We flew to Nebraska to spend some time with him this spring, during a two-day executive training session Clark had organized for dozens of full- and part-time security guards. Only a handful are full-time employees. The rest are contractors on call for big jobs that require more bodies on the ground.
The men — and one woman — clearly respect the man who’s training them, occasionally clobbering them, and who may just sign their next pay check. Two or three are veterans of the mixed martial arts fighting circuit. But even they call Clark “sir.”
I’ve never even seen a machine gun fired in person before. But Clark’s team has access to the same outdoor gun range that the Omaha National Guard SWAT team uses, and they’ve rolled an old car onto the dirt strip in front of the targets.

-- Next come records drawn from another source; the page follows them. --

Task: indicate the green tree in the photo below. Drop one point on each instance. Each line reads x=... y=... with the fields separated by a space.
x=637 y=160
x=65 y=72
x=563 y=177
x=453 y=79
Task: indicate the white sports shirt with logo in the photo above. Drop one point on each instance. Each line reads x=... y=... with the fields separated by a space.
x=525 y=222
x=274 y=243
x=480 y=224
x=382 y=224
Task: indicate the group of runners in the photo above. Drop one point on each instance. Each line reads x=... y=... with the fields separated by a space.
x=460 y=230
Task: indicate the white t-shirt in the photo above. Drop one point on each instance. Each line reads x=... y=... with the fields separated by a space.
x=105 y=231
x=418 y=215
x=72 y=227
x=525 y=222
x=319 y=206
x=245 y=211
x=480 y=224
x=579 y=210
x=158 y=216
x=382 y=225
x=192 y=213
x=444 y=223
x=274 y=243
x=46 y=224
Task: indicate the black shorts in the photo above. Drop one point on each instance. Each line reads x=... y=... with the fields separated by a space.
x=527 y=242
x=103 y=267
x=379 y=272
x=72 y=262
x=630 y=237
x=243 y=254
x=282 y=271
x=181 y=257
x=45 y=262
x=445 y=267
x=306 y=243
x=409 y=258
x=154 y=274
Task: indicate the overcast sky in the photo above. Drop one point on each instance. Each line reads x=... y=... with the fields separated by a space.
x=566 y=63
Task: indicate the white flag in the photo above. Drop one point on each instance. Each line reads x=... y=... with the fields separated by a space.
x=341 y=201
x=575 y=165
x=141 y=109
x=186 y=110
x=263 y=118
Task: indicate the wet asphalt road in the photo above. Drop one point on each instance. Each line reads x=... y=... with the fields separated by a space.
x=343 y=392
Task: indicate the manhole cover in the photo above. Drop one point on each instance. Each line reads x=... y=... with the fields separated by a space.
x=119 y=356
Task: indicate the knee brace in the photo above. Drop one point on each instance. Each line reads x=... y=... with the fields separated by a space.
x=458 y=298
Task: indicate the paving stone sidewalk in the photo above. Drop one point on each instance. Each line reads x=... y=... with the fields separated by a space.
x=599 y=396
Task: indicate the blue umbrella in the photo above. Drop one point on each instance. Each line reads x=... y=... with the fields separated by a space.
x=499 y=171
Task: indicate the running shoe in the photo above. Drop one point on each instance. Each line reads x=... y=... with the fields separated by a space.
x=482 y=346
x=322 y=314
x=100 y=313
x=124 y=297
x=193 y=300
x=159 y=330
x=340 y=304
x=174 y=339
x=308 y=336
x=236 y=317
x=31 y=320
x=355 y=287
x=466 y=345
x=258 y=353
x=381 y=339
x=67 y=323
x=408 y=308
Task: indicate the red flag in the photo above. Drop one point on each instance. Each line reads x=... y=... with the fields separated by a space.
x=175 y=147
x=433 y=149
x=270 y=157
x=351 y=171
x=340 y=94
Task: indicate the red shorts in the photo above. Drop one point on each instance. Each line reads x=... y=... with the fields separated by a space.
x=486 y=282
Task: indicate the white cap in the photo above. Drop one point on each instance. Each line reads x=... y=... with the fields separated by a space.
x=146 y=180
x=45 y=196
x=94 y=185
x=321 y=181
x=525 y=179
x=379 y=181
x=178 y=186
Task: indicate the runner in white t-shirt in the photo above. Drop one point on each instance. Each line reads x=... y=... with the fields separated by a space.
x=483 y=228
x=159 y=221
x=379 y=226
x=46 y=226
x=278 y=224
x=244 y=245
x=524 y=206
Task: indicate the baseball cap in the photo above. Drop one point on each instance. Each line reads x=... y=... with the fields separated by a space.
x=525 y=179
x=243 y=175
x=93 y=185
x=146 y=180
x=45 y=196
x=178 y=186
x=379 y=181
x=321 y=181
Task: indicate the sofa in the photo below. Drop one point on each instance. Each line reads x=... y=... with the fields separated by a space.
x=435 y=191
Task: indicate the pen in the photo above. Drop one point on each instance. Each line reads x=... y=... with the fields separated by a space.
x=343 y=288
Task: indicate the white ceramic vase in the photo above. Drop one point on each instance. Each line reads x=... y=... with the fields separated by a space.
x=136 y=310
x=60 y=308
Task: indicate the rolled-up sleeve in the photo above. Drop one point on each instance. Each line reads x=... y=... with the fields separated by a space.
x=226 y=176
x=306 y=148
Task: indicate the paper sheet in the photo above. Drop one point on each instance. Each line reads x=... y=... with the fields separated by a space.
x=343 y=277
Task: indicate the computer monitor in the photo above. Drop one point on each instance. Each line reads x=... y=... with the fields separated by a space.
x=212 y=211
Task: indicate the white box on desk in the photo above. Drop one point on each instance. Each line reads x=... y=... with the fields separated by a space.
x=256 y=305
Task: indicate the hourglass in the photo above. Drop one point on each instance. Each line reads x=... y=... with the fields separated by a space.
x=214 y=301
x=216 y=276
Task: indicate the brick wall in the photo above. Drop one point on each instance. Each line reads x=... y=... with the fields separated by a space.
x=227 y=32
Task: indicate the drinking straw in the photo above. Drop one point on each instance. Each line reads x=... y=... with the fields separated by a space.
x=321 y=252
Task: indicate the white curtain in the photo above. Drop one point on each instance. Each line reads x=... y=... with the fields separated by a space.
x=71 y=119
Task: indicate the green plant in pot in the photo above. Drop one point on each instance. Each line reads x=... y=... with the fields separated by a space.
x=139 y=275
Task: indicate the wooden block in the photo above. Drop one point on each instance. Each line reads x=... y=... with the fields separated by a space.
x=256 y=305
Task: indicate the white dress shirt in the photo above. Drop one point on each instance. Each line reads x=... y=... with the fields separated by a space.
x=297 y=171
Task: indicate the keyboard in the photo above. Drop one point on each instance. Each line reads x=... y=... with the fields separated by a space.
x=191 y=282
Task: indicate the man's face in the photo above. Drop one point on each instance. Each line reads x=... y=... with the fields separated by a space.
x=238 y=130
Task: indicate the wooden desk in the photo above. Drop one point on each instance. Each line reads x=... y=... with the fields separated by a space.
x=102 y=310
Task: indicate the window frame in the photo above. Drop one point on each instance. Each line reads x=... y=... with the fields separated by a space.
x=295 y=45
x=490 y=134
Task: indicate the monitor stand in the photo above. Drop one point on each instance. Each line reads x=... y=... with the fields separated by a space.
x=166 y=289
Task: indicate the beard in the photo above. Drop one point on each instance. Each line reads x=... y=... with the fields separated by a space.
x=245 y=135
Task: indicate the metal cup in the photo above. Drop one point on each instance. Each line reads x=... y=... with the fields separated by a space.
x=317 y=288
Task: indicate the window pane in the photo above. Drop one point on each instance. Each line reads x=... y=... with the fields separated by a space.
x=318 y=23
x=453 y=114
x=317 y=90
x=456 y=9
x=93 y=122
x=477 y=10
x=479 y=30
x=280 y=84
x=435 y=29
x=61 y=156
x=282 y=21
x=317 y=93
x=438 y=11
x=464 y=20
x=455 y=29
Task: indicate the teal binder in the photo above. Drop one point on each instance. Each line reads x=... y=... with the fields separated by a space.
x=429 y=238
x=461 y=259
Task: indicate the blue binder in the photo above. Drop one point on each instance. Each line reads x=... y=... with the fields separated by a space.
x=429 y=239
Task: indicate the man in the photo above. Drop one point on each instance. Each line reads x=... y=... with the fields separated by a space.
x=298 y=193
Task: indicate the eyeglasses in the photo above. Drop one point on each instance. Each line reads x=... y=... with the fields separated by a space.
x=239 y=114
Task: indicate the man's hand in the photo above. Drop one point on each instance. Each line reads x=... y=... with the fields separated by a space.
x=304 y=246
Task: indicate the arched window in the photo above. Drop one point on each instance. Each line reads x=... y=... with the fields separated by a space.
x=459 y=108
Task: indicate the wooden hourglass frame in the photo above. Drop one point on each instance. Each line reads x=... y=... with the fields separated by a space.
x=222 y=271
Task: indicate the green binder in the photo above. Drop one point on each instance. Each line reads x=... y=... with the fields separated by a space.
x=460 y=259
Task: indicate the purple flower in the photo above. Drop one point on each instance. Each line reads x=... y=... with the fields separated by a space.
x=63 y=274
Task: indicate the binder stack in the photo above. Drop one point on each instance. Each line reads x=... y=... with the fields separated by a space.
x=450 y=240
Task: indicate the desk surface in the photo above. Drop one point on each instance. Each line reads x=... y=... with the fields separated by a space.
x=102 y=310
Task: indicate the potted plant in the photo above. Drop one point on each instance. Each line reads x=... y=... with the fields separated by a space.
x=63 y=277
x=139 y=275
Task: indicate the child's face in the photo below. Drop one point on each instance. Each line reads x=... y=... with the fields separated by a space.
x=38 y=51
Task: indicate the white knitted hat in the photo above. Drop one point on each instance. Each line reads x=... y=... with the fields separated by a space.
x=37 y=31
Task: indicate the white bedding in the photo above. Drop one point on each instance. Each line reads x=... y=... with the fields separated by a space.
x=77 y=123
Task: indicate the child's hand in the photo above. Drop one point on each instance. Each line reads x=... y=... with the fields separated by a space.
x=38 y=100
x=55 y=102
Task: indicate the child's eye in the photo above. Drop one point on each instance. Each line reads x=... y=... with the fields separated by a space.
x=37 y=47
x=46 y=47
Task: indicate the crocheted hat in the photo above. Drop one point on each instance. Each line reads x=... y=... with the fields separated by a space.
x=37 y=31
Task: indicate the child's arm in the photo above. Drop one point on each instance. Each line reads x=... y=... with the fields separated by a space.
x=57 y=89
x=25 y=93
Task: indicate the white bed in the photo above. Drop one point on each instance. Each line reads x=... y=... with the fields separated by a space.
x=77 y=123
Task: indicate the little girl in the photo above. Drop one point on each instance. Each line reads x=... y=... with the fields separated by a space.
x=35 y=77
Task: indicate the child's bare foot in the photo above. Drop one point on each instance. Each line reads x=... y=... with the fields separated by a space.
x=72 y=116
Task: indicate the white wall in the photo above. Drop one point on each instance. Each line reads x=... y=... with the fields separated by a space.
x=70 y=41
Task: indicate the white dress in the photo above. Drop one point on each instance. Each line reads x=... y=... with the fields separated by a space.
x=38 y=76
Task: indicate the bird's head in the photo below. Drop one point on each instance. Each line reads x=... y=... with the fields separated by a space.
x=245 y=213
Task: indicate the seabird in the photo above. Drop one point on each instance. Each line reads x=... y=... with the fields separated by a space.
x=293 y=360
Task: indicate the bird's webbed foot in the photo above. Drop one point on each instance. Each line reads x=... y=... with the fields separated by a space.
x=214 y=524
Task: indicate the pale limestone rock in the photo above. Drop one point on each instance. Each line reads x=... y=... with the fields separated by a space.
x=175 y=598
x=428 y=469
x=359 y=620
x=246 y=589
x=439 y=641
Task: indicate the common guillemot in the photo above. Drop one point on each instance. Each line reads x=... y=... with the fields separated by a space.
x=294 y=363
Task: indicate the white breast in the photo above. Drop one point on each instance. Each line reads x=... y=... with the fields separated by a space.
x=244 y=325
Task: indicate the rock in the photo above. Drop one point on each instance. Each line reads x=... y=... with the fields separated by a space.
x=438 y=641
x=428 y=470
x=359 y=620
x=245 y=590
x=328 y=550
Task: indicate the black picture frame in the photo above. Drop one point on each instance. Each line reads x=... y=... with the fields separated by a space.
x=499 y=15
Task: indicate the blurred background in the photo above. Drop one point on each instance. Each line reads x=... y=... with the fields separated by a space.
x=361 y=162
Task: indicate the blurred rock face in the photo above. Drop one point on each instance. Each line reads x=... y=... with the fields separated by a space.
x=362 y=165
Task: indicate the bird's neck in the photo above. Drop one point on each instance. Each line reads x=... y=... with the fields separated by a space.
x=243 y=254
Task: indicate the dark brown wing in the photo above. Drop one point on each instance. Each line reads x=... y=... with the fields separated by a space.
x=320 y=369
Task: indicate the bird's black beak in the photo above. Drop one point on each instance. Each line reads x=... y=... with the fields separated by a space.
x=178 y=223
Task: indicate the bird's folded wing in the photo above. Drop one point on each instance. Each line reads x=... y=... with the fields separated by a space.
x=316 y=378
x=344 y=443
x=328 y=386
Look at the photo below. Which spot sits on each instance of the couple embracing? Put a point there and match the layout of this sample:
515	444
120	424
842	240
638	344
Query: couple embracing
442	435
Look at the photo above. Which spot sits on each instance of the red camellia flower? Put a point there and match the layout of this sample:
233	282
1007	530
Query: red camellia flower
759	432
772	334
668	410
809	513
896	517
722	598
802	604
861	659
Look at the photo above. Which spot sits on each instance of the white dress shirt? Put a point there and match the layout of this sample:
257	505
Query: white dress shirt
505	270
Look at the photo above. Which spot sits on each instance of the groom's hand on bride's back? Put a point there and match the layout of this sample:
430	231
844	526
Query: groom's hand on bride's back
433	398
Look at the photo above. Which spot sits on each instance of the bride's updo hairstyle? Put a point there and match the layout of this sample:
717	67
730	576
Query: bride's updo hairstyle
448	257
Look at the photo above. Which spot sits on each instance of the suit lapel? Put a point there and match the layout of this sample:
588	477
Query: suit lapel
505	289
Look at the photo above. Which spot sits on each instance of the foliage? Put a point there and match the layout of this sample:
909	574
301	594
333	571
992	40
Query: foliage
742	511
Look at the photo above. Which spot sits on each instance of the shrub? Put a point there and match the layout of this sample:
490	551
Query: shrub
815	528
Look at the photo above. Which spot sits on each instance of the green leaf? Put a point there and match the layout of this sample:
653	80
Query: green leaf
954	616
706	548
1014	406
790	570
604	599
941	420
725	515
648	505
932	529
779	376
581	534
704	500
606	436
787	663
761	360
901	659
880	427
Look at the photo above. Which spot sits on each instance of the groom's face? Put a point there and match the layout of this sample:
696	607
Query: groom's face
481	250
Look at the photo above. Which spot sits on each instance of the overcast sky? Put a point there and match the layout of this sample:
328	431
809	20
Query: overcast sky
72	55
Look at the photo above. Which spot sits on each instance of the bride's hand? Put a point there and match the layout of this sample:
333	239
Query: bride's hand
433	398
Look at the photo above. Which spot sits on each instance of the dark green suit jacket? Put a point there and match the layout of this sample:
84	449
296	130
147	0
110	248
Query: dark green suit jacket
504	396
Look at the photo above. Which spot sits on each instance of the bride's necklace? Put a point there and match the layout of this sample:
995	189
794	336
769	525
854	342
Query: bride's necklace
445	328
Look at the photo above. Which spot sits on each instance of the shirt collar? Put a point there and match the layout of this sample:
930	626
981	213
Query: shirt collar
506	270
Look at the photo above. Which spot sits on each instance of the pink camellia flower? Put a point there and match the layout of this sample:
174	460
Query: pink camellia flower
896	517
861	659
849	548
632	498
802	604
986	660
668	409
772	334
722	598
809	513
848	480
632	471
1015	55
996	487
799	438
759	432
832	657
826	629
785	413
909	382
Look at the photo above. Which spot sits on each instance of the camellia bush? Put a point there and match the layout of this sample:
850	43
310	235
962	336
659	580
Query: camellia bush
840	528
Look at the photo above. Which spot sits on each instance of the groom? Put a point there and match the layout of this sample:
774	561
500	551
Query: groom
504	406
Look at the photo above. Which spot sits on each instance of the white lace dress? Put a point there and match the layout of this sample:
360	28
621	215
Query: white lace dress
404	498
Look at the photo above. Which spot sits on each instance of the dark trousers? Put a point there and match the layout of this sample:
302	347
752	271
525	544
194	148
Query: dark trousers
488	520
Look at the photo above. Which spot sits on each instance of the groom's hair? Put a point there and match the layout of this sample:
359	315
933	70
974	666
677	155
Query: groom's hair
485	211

They’re working with M-4 carbines, which are a little shorter and lighter version of the military M-16. Those are handy features for security guards, because they train to be able to use them instantly from inside the front seat of a car, responding to an ambush attack so quickly that there’s no time to even get out of the car and take up a firing stance.
I’m sitting in the back seat as two of Clark’s men begin, blasting away with their machine guns from the front seat, through the windshield, and onto the targets. It’s hot, and its noisy. Shell casings fly out of the M-4s. One of them hits me in the head, and I’m a little surprised at how hot it is. When it’s all over, I count: one of the men fired 15 rounds, but with such a steady hand that there are only three holes in the windshield.
The training sessions start early and go late. Over the course of the two days, we watch as Clark’s team practices formations for guiding VIPs through crowds, conduct more weapons training and practice advanced driving techniques to avoid roadside ambushes. They let me fire a Glock .40, a pistol that is lighter in the hand than I thought but has a more powerful kick than I was expecting.
For the last exercise, they take turns deliberately smashing into a parked car in a maneuver designed escape a roadside trap. The technique involves crashing the right front of the escaping car into a spot just behind the right rear wheel well of the blocking car, which, if you do it at a high enough speed, causes the blocking car to spin out of the way. They do this again and again, switching drivers in the lead and follow-on cars each time so that everyone gets a chance to practice the move. CNBC producer Kelly Lin has affixed small portable cameras to both cars to record the moments of impact, and somehow they survive. But the lead car, an old white Cadillac STS, is rendered undrivable.
Clark’s men say they’ll bring it to the scrap yard the next day. The way my neck tightens up, I know just how that car feels.